Authentication and authorization are related, but they are not the same step.
Confusing them creates common security bugs: overexposed data, broken role checks, and privilege escalation paths.
Quick distinction
- Authentication (AuthN): "Who are you?"
- Authorization (AuthZ): "What are you allowed to do?"
Authentication always comes first.
Real-world example
When a user signs in:
- System validates identity (password, MFA, token, passkey).
- System loads role, policy, and resource permissions.
- Requests are allowed or denied based on authorization rules.
Passing step 1 does not imply broad access in step 3.
Common authentication methods
- passwords + MFA,
- passkeys/WebAuthn,
- SSO via SAML/OIDC.
Common authorization models
- RBAC (role-based access control),
- ABAC (attribute-based access control),
- policy-based and resource-scoped permissions.
Where teams get it wrong
- using "logged in" as permission to all tenant data,
- checking role in UI but not enforcing in API,
- mixing admin and user scopes in shared tokens,
- not re-evaluating permissions after role changes.
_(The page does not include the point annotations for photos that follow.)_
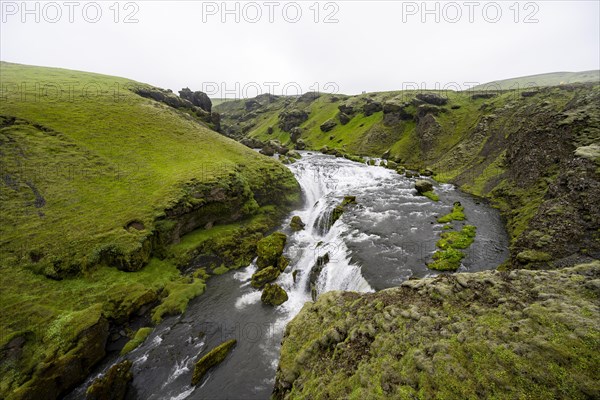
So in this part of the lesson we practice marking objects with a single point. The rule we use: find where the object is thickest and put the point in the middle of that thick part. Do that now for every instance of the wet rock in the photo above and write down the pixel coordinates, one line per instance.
(211, 359)
(328, 125)
(423, 186)
(270, 249)
(295, 134)
(273, 295)
(296, 224)
(294, 154)
(113, 385)
(264, 276)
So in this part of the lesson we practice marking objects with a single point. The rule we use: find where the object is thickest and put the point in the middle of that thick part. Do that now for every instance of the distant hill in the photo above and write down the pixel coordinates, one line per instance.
(549, 79)
(104, 192)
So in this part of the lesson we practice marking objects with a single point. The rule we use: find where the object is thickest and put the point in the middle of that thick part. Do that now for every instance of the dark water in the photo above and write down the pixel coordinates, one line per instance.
(383, 240)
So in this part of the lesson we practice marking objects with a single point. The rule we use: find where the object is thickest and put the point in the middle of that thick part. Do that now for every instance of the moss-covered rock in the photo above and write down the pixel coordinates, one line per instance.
(113, 385)
(296, 223)
(423, 186)
(457, 214)
(138, 339)
(492, 334)
(211, 359)
(273, 295)
(269, 250)
(263, 276)
(533, 256)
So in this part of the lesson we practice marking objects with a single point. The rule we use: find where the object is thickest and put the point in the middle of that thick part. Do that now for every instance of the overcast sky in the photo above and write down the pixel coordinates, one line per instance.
(343, 46)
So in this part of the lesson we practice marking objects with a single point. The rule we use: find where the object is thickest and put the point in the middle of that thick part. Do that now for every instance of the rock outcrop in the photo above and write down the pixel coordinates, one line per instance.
(199, 99)
(273, 295)
(211, 359)
(113, 385)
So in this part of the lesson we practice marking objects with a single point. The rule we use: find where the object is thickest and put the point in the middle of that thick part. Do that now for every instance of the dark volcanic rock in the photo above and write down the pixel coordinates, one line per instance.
(328, 125)
(253, 143)
(308, 97)
(300, 145)
(344, 118)
(291, 119)
(163, 96)
(113, 385)
(346, 109)
(372, 107)
(295, 134)
(199, 99)
(273, 295)
(432, 98)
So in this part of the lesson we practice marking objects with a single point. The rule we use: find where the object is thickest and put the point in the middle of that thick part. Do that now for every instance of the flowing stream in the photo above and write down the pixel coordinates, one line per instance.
(384, 239)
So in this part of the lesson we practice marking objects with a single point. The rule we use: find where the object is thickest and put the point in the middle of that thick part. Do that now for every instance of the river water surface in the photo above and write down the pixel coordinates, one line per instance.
(386, 238)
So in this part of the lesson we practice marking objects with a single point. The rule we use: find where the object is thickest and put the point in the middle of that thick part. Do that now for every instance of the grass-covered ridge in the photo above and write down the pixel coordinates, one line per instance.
(97, 181)
(496, 335)
(525, 150)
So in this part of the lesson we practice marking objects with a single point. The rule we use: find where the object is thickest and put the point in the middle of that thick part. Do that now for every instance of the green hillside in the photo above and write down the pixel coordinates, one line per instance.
(549, 79)
(99, 189)
(524, 150)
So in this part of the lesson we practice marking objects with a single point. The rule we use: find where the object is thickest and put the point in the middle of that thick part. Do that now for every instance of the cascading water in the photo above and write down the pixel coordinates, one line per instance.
(377, 243)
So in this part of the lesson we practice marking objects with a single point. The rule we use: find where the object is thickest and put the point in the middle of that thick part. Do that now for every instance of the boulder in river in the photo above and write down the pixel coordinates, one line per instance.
(328, 125)
(296, 224)
(273, 295)
(423, 186)
(264, 276)
(295, 134)
(270, 249)
(212, 358)
(113, 385)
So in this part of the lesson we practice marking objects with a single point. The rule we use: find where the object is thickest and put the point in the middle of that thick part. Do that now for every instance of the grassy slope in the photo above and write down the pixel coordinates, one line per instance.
(477, 143)
(549, 79)
(493, 335)
(76, 168)
(518, 334)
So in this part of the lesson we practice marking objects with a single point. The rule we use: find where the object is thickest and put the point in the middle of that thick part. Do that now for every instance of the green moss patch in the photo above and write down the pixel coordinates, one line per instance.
(139, 338)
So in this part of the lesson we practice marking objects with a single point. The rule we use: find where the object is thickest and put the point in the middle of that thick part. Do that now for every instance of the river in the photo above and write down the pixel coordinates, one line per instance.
(384, 239)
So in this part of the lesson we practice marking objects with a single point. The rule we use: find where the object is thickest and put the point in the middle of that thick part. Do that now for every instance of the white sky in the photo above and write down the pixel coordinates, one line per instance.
(374, 46)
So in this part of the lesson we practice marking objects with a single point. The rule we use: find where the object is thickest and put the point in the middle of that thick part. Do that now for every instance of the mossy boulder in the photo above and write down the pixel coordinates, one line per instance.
(263, 276)
(113, 385)
(296, 224)
(328, 125)
(295, 134)
(349, 200)
(138, 339)
(269, 250)
(273, 295)
(294, 154)
(533, 256)
(423, 186)
(211, 359)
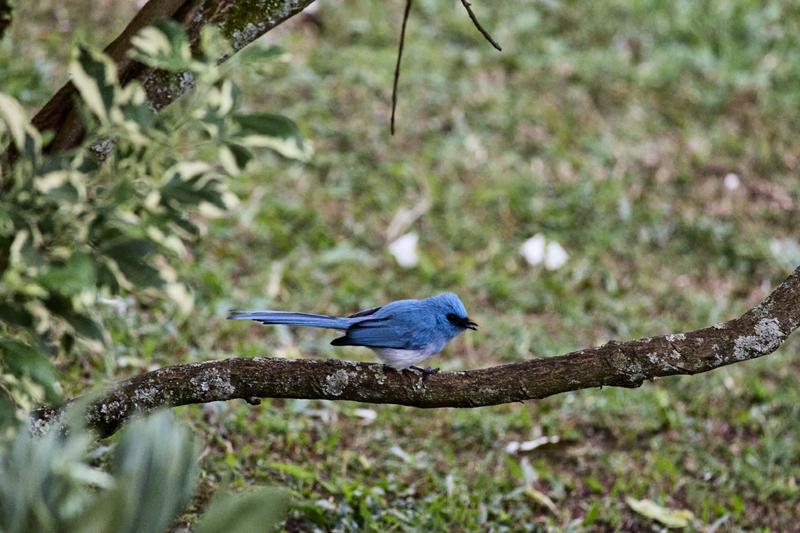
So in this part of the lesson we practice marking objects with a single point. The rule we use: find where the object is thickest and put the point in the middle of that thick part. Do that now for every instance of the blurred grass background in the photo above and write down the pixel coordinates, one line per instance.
(655, 141)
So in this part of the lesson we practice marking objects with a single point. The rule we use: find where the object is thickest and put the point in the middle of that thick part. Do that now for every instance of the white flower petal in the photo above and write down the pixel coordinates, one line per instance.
(731, 182)
(533, 250)
(404, 250)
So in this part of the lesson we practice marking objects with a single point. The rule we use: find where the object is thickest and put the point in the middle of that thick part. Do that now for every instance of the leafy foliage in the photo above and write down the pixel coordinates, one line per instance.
(110, 218)
(53, 482)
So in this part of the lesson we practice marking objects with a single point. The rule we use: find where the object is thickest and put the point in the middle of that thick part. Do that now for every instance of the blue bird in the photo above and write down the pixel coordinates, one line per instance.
(402, 334)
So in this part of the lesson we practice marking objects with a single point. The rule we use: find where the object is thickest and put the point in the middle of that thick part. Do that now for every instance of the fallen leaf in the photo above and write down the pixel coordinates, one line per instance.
(676, 518)
(542, 499)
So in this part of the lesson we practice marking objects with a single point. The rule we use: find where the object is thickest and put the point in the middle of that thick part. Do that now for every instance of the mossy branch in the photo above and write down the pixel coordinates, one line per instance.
(242, 21)
(760, 331)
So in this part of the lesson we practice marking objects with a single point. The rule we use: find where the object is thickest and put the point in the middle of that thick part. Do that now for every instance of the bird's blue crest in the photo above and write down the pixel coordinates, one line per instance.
(450, 303)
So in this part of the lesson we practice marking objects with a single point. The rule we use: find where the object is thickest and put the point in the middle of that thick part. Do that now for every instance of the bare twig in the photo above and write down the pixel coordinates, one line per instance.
(399, 58)
(477, 24)
(6, 11)
(760, 331)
Design pattern for safer systems
- Centralize identity verification.
- Enforce authorization at API/resource layer.
- Use least-privilege default scopes.
- Log denied and elevated access attempts.
- Test authorization rules with negative test cases.
Cloud and API context
In distributed systems, identity and permissions propagate through tokens, headers, and service calls. You need explicit trust boundaries and consistent policy evaluation to avoid privilege drift.
Checklist for engineering teams
- Document AuthN and AuthZ separately in architecture docs.
- Add endpoint-level permission matrices.
- Include authorization regression tests in CI.
- Audit service-to-service credentials regularly.
- Rotate secrets and enforce short token lifetimes.
Related routes
Final take
Authentication tells you who is present. Authorization determines what they can do. Treat both as separate, testable control layers.